The partnership between USDA and NASA developed and quickly expanded. NASA was already examining a wide variety of snow-covered regions with ground observations and jumped at the idea of adding microscopy to the list. Eric was perfectly suited for this task as he had been a collector his entire life. As a boy there were fossils, butterflies, moths and rocks. Later, he amassed coins, stamps, records, and books. He collected soil samples on his weekend caving trips, as well as on a 40-day trek through the Himalayas in Nepal.
By working with NASA, he could escape the windowless room. He traveled all over the country, from Colorado to Minnesota to Alaska, collecting samples from snowpacks and glaciers. Trailing behind his long-legged, graceful, and efficient kick-and-glide was a sled full of collection supplies: a plastic snow shovel, dewars of liquid nitrogen, styrofoam cryo-work chambers, forceps, and custom copper storage devices.
Arriving at a site, Eric would join forces with the group to dig a snow pit, sometimes deeper than he was tall (Fig. 13). After collecting samples from the pit, he’d pack up, ski back, and ship home the snow samples in a special supercooled container. Back at the lab, he’d make himself a pour-over cup of coffee and examine the haul. His anticipation never waned; there was always a “hidden gem” to be discovered and shared.
“Eric was very intense, both in his outdoor life and his work life. There was never a down moment. He never quit,” recalled Doug Nace, one of Eric’s closest friends, a fellow outdoor adventurer, and former USDA colleague. Doug remembers traveling to West Virginia with Eric to go cross-country skiing while Eric simultaneously collected snow crystals. Classic Erbe.
Eric’s insatiable curiosity led him to collect samples beyond those that had obvious scientific value. What did artificial snow from a ski area look like? (Fig. 6) What about snow that had been compressed by the glide of a cross-country ski? (Fig. 7) Or hoarfrost decorating a single blade of grass? (Fig. 8) What might eight-sided, carbon dioxide-based snow crystals look like on Mars? (Fig. 9).
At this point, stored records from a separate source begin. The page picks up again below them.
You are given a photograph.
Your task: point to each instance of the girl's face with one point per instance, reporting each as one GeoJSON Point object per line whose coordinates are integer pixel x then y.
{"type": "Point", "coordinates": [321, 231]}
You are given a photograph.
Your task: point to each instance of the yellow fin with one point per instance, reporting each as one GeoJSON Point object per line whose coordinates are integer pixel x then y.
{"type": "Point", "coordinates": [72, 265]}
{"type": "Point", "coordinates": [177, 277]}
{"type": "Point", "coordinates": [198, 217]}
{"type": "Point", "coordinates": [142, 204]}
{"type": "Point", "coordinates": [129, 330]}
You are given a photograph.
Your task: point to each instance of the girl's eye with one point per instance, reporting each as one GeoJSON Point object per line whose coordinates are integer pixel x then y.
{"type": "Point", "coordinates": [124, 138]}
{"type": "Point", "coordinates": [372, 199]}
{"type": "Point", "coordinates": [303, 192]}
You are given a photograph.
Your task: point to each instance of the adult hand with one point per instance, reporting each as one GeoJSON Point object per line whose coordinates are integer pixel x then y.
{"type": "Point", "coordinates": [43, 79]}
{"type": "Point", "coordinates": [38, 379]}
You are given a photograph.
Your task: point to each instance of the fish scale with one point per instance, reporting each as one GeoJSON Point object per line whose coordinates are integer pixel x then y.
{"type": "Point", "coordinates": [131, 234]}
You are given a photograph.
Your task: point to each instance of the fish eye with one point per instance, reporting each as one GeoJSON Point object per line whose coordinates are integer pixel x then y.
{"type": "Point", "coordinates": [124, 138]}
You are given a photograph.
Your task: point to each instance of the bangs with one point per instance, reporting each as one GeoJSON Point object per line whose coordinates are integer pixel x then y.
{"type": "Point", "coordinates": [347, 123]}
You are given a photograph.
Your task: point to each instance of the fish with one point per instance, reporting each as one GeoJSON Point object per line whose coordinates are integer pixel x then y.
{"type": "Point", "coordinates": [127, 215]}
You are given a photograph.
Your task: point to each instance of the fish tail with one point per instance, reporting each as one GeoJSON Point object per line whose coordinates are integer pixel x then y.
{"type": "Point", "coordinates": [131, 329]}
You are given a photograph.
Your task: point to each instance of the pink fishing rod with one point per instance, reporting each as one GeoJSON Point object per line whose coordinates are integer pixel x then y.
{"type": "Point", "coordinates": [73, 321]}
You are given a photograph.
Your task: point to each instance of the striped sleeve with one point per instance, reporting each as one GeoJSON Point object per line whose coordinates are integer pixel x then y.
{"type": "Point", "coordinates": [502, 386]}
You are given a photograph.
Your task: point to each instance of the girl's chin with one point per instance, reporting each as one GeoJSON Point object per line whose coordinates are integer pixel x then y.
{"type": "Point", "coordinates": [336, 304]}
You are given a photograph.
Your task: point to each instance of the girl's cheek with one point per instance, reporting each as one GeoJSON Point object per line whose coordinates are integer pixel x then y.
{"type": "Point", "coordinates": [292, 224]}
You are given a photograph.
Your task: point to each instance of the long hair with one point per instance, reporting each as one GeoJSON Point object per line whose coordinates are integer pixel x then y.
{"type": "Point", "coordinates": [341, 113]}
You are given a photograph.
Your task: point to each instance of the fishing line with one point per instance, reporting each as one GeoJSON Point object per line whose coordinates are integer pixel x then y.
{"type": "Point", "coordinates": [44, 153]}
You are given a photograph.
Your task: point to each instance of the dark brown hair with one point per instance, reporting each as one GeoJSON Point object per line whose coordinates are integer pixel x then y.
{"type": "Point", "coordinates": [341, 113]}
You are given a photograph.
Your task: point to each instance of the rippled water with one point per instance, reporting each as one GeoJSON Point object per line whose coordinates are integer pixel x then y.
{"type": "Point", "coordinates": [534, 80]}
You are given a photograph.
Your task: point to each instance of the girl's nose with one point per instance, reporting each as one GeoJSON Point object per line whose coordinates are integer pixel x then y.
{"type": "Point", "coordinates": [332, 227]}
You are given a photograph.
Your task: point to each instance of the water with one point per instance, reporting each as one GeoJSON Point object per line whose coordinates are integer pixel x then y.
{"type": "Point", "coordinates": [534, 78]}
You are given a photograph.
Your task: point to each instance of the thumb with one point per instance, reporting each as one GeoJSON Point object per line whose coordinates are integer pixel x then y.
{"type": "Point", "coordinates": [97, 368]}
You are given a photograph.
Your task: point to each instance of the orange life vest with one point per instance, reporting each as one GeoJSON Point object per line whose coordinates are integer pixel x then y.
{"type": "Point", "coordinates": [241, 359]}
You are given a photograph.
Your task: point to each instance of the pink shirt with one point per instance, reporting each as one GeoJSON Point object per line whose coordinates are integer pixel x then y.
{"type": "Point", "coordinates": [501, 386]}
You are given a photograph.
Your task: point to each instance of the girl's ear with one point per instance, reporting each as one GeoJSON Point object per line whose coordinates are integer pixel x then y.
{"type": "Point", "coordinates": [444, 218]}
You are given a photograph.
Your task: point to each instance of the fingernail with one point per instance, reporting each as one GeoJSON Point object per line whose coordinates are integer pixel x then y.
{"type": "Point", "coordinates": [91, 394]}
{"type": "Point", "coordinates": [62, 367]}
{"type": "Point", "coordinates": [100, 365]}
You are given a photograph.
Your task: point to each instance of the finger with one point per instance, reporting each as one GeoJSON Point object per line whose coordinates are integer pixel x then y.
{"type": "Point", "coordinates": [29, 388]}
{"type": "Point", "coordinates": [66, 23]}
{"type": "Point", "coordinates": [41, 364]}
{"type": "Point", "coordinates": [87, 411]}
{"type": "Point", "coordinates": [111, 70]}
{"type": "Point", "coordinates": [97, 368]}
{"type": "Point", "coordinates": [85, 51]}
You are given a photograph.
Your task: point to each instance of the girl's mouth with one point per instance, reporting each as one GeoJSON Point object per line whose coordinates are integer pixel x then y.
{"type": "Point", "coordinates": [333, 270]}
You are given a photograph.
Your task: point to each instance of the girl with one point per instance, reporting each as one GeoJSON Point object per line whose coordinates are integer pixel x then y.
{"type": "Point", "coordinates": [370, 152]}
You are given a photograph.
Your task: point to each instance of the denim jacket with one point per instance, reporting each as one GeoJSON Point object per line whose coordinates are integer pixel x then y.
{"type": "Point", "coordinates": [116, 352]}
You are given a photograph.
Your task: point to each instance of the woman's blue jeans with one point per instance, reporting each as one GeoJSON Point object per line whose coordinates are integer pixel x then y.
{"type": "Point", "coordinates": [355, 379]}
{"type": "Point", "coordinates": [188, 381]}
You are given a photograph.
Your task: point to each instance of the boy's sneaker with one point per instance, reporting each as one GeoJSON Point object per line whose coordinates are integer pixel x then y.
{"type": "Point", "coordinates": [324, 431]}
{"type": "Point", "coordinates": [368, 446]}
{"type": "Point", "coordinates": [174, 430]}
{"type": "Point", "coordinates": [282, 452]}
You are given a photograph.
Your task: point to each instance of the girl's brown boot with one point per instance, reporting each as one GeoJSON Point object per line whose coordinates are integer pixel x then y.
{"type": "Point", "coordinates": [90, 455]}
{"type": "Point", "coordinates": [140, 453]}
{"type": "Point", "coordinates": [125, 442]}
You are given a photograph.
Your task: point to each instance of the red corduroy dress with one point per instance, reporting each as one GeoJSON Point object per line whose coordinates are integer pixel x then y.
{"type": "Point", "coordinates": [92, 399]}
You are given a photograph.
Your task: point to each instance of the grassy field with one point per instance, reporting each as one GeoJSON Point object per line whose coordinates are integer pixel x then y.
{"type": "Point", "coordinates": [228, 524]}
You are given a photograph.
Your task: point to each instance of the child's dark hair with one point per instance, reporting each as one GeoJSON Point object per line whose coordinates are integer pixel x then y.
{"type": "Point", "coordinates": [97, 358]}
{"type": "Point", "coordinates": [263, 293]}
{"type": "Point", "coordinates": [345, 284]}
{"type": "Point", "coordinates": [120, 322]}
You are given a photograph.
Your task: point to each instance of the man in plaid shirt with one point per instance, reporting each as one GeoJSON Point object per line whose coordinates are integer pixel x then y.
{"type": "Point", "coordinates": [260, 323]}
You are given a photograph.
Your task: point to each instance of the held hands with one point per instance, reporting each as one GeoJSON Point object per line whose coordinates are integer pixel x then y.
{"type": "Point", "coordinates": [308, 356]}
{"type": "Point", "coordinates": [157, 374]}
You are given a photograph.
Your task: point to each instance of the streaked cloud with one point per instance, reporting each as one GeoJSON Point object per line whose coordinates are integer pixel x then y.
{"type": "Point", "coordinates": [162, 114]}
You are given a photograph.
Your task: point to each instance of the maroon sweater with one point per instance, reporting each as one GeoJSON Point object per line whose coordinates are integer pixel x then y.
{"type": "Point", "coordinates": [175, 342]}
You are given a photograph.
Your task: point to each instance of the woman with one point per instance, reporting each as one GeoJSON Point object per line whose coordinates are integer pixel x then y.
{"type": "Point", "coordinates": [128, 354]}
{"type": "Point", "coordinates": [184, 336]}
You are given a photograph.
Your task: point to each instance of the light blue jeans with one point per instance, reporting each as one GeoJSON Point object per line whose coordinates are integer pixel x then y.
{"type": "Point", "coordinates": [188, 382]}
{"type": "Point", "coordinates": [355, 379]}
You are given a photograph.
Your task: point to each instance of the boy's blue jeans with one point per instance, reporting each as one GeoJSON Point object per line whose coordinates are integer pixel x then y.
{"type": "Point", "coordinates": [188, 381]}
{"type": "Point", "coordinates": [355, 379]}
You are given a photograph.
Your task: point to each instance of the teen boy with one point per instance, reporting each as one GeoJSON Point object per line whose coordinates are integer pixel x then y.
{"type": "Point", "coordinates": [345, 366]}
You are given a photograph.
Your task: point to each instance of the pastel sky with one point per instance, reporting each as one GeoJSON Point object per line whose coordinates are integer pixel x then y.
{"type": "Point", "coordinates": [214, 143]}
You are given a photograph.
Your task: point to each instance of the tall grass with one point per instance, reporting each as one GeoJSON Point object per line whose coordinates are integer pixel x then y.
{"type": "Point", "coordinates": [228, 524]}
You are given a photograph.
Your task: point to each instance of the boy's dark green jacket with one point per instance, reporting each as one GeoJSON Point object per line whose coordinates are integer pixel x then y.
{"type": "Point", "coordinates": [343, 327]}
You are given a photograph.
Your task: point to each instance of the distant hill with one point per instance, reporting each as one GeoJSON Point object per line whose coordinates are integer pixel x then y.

Snow, as a metaphor for life, is not an original idea. Fleeting, ephemeral, created in the outer reaches and then lost just beyond our grasp—crystals of snow and the human experience are often painted with the same brush. We are each uniquely imperfect formations, with an obvious beauty and exceptional relevance when truly seen and deeply observed.
Every snow crystal has a nucleating agent, a tiny particle to which water molecules cling as they become something greater. Sometimes, this particle drops out of the crystal, leaving a visible hole in its center (Fig. 15). Fortunately, the crystal remains for a while longer. Everything that was built around the particle is still tangible, visible, real.

Eric was such a particle himself, a nucleus around which I and so many others gathered and grew. Cancer dropped him out of our center way too soon. I’ve taken on the mantle of preservation to keep intact the delicate arms of his work so others may learn or, perhaps, simply appreciate the art and beauty of it all. Toward that goal, I’ve created www.SnowGallery.com, the supercooled dewar for his snow-related work. It’s likely to be quite an undertaking, but first I’ll make myself a pour-over coffee and check the forecast for snow (Fig. 16).
Victoria Weeks, founder of SnowGallery.com, is a digital artist and photographer living in Davis, West Virginia. Her late husband, Eric Erbe, was a great friend of the magazine and is sorely missed by all of us.